Pour rappel, les alertes doivent être basées sur vos SLO. Notez qu’Azure Monitor propose des capacités de détection intelligente pour identifier les comportements anormaux sans avoir besoin de configurer manuellement les seuils. Par ailleurs, en couplant ces alertes à des runbooks automatisés, on permet au système d'initier une remédiation sans intervention humaine sur les cas les plus courants.

De ce fait, on réduit l'alert fatigue en ne notifiant les équipes que pour des événements qui nécessitent réellement une action.

Étape 5 – Établir une culture d'observabilité

L'observabilité est autant une transformation culturelle que technique.

Cela implique d'assigner une ownership claire : chaque équipe est responsable de l'observabilité de ses propres services.

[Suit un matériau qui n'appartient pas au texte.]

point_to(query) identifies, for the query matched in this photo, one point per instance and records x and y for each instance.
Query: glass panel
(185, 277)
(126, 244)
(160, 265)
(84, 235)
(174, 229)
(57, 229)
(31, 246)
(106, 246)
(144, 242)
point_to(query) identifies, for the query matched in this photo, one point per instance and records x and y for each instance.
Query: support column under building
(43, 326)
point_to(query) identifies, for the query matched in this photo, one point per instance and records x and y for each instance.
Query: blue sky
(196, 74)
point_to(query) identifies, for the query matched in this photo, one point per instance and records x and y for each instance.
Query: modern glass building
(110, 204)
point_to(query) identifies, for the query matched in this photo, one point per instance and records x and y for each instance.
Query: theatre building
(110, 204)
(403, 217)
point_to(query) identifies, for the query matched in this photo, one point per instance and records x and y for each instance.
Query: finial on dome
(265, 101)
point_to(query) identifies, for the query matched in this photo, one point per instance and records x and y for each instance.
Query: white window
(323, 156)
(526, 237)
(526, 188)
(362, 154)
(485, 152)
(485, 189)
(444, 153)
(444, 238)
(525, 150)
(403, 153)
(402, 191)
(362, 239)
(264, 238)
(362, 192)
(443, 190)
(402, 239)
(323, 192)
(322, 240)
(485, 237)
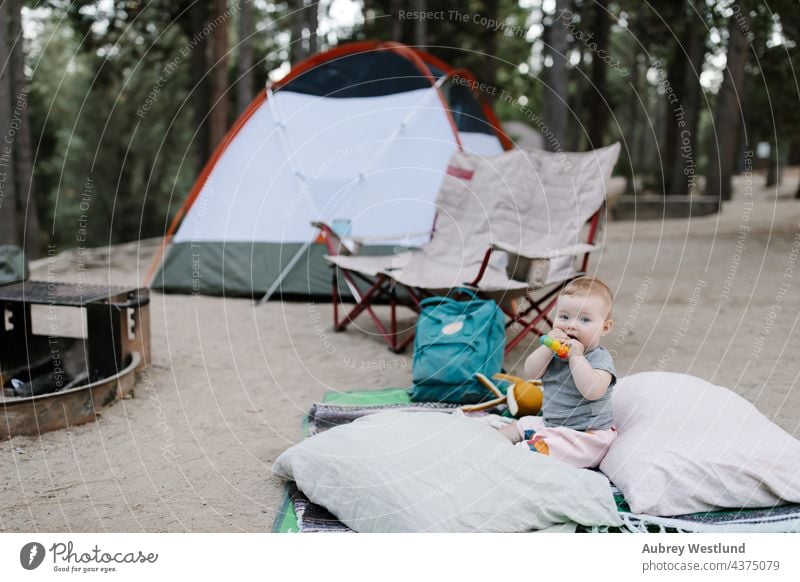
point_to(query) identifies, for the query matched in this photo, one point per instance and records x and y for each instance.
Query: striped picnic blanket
(299, 514)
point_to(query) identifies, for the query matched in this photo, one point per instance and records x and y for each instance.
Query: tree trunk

De même, les post-mortems d'incidents deviennent des exercices d'apprentissage, documentés et partagés. Troisièmement, l'instrumentation doit faire partie de la définition du « done » dans les sprints de développement, c'est le principe du shift-left de l'observabilité.

Enfin, la valeur se mesure : MTTR (temps moyen de résolution), MTTD (temps moyen de détection), taux de disponibilité. Ces KPIs permettent de démontrer concrètement le retour sur investissement de la démarche et de maintenir l'adhésion dans la durée.

Les trois piliers corrélés dans une plateforme unifiée donnent la visibilité end-to-end qu'exigent les architectures modernes. Néanmoins, la technologie ne suffit pas : il faut une stratégie claire, une instrumentation rigoureuse et une culture d'équipe alignée.

En effet, à mesure que les SI gagnent en complexité, les organisations qui maîtrisent l'observabilité disposeront d'un avantage décisif : la capacité à garantir l'expérience utilisateur, à réduire les coûts d'incident et à innover plus vite, en toute confiance.

Votre stratégie de monitoring actuelle suffit-elle à piloter votre SI hybride ? Demandez votre audit à Askware pour identifier vos angles morts et construire votre feuille de route vers une observabilité complète.

Points-clés sur l'observabilité informatique

Quelle est la différence entre monitoring et observabilité ?

Le monitoring surveille ce que vous avez décidé de surveiller à l'avance. L'observabilité vous permet d'enquêter sur des comportements que vous n'aviez pas anticipés. En pratique : le monitoring vous dit « quelque chose ne va pas », l'observabilité vous aide à comprendre pourquoi.

Quels sont les 3 piliers de l'observabilité ?

Les logs (événements détaillés), les métriques (tendances numériques dans le temps) et les traces distribuées (parcours complet d'une requête à travers vos services). C'est leur corrélation dans une plateforme unifiée qui produit une vraie observabilité.

Observabilité informatique : Guide complet Azure

Le MTTR est souvent élevé non pas parce que la résolution est complexe, mais parce que le diagnostic prend trop de temps. Une alerte sur une métrique vous amène directement aux traces concernées, puis aux logs précis. Le tout en quelques minutes plutôt qu'en quelques heures.